Picture this. When you get up in the morning, the electricity you use comes from your basement fuel cell, about the size of an air conditioner. The heat it generates gives you hot water for your shower. The hydrogen it consumes could come from a pipeline, from a neighborhood or rooftop solar array, or from a natural-gas fired “hydrogen appliance” also in your basement.
You hop into your Hypercar and go off to work. Only your tires make noise; only water remains in the air behind you. When you pull into your parking space at work, you snap two connectors onto your car. One reloads your fuel cell from the industrial-size hydrogen-appliance at your workplace. The other is an electric line that takes power all day from your fuel cell and calculates how much you’re owed for the electricity.
As Lovins says: “While you sit at your desk, your power-plant-on-wheels is sending 20+ kilowatts of premium-quality electricity back to the grid. … Thus your second-largest, but previously idle, household asset is now repaying a significant fraction of its own lease fee. If a modest fraction of drivers took advantage of this deal …, most or all existing coal and nuclear power plants could … be displaced. Ultimately the U.S. Hypercar fleet could have four or more times the generating capacity of the national grid.”

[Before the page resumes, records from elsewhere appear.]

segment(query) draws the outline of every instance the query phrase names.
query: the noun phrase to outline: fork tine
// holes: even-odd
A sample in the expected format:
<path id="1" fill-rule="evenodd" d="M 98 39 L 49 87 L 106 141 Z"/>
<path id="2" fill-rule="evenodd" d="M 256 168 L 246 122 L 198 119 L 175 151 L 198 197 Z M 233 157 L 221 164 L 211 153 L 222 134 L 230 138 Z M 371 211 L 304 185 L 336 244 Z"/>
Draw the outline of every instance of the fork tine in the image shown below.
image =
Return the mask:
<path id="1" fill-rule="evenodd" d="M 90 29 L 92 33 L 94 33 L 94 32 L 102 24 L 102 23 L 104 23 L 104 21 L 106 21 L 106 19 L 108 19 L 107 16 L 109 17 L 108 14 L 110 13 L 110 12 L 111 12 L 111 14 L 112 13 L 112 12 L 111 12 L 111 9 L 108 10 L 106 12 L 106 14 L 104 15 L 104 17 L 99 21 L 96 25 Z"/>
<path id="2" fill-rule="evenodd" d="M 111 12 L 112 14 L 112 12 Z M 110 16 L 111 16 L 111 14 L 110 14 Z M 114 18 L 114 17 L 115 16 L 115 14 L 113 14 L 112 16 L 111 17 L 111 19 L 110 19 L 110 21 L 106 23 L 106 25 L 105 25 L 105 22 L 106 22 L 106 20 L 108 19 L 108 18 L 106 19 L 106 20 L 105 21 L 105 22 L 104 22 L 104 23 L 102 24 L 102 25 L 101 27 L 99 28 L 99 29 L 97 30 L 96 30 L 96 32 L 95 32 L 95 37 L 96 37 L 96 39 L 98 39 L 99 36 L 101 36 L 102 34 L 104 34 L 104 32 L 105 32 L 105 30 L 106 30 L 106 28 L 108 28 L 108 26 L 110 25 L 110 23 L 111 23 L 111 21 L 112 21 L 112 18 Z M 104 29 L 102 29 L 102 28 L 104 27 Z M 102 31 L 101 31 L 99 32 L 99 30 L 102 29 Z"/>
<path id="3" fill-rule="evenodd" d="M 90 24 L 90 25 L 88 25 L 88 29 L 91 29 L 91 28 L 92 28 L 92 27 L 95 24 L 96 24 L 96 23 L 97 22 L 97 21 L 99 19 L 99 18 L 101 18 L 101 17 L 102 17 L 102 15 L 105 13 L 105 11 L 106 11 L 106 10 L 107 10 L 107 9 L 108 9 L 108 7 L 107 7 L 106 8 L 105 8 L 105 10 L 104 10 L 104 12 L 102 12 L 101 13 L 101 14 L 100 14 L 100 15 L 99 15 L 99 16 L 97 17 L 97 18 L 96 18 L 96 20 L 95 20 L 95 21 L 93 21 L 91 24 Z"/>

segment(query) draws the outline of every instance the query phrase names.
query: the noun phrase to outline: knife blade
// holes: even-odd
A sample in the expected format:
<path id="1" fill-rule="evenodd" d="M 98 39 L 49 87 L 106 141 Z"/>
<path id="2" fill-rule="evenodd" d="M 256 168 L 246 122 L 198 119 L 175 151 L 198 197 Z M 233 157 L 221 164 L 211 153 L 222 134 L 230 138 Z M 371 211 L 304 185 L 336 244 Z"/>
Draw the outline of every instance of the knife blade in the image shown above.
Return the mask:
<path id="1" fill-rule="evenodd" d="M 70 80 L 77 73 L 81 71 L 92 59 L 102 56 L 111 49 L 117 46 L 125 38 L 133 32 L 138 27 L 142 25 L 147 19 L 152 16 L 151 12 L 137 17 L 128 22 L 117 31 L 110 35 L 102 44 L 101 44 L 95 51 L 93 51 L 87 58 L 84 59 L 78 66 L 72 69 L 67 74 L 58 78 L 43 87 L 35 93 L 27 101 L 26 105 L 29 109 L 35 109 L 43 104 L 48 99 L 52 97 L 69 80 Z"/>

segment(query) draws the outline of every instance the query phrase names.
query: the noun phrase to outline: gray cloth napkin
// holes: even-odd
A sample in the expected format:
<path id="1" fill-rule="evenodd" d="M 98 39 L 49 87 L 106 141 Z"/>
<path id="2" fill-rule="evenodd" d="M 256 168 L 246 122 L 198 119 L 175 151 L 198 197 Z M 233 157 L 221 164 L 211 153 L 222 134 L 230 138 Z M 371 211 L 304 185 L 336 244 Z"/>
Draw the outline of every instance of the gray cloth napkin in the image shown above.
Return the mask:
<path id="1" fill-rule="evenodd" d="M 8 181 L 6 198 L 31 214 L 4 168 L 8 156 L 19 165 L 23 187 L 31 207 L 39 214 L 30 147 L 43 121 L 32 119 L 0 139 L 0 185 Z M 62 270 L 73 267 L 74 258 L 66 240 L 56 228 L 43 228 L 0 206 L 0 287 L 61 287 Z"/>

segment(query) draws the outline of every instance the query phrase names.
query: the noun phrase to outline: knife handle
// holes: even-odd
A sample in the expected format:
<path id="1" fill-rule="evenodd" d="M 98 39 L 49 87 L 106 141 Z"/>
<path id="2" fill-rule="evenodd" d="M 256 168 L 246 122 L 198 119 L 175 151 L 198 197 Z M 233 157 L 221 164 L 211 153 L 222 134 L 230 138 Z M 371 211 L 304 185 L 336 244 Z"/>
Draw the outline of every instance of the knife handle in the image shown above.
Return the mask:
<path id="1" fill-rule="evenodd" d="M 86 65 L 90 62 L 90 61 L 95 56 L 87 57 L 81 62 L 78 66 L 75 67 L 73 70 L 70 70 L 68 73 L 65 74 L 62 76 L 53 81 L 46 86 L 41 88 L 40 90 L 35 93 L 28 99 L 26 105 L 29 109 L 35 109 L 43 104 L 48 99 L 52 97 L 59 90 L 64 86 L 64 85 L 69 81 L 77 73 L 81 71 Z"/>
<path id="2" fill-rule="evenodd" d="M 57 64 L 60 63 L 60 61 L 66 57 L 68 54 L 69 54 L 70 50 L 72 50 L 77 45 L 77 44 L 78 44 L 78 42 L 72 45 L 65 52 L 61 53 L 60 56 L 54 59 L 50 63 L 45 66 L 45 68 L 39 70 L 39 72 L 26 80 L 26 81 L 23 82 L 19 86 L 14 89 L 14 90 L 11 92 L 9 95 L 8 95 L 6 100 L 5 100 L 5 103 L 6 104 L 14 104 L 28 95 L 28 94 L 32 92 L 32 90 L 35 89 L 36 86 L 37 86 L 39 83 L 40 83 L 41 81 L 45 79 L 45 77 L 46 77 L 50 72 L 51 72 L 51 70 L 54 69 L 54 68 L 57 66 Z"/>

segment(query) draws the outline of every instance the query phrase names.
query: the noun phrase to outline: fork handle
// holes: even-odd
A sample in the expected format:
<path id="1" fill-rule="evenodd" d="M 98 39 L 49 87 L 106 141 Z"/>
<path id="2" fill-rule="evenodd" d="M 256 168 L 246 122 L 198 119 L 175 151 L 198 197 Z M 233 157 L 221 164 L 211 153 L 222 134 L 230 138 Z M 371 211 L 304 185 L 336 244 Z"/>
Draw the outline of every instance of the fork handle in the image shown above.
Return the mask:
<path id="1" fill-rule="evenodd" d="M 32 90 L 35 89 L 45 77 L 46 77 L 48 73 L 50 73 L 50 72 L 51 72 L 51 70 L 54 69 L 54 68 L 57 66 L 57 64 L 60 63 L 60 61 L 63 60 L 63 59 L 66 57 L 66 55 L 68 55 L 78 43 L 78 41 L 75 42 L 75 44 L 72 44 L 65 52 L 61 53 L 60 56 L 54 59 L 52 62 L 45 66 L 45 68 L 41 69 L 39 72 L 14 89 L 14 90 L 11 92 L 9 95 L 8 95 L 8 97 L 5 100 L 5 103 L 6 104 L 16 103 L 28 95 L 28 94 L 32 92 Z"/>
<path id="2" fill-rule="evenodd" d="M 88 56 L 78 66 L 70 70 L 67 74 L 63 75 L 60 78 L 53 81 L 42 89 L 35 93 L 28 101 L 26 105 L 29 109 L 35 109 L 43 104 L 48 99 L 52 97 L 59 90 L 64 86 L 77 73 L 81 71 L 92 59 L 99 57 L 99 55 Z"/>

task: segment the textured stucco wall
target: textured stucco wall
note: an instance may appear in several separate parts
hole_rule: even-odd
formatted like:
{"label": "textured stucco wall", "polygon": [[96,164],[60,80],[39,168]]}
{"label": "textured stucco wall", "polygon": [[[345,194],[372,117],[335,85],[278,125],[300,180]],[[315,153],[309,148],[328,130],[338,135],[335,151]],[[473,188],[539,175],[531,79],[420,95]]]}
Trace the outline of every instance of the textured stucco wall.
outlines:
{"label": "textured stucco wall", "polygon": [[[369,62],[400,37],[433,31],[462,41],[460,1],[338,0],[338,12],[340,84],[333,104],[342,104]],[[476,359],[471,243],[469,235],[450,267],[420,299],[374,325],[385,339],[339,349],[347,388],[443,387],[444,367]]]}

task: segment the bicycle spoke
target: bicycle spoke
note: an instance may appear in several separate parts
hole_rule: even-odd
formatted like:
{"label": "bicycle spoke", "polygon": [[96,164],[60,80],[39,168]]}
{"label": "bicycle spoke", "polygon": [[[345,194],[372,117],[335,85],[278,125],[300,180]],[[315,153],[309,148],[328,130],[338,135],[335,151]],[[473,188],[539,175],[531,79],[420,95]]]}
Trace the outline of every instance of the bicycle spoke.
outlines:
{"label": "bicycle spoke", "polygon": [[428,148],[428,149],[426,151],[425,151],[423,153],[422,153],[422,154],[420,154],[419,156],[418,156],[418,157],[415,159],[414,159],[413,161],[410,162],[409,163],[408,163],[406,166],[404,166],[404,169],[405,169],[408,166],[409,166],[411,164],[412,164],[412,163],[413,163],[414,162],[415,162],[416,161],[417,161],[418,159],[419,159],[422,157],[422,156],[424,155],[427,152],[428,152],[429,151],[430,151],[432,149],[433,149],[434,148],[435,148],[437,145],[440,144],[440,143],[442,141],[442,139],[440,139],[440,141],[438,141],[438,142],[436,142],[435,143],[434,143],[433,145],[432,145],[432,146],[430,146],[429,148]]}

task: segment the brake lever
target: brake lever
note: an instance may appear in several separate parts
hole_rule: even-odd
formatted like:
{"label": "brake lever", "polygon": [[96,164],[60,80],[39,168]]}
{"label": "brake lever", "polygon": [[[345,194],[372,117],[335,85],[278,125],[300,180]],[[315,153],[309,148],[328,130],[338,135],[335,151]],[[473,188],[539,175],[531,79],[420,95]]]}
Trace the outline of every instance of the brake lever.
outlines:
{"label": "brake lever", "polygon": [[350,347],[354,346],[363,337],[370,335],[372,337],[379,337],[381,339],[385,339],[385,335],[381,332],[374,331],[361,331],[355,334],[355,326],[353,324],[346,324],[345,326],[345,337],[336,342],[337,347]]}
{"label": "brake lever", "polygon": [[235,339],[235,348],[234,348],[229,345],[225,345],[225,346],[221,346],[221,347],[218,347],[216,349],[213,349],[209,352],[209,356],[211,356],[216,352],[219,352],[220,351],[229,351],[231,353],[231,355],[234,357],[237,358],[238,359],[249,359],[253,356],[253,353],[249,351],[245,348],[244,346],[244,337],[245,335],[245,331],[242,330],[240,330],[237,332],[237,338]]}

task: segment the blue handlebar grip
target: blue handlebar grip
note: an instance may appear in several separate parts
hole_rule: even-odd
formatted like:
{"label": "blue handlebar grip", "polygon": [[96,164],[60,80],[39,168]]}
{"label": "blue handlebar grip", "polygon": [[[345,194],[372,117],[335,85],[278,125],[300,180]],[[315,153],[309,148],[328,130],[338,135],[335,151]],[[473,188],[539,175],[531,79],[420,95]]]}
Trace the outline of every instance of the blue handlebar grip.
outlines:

Says Lovins: “This approach offers several strategic advantages. It uses idle off-peak capacity in the natural-gas and electricity distribution systems that have already been installed and paid for. It is build-as-you-need and pay-as-you-go, requiring investment only in step with incremental demand. It is one or two orders of magnitude cheaper than building a dedicated, centralized hydrogen production and delivery system from scratch. … And vibrant competition between gas- and electricity-derived hydrogen, … will exert downward pressure on the prices of hardware and hydrogen.”
No, you can’t buy a house-sized fuel cell yet, or a hydrogen generator, or a Hypercar, though prototypes do exist. Yes, right now the technologies are expensive. But factor in the avoided costs of air pollution, global warming, defense of the Middle East, central power plants, and long-distance electric wires and they don’t look so bad. Right, this system still doesn’t solve the problem of traffic jams and parking places. Lovins has some ideas about that, too.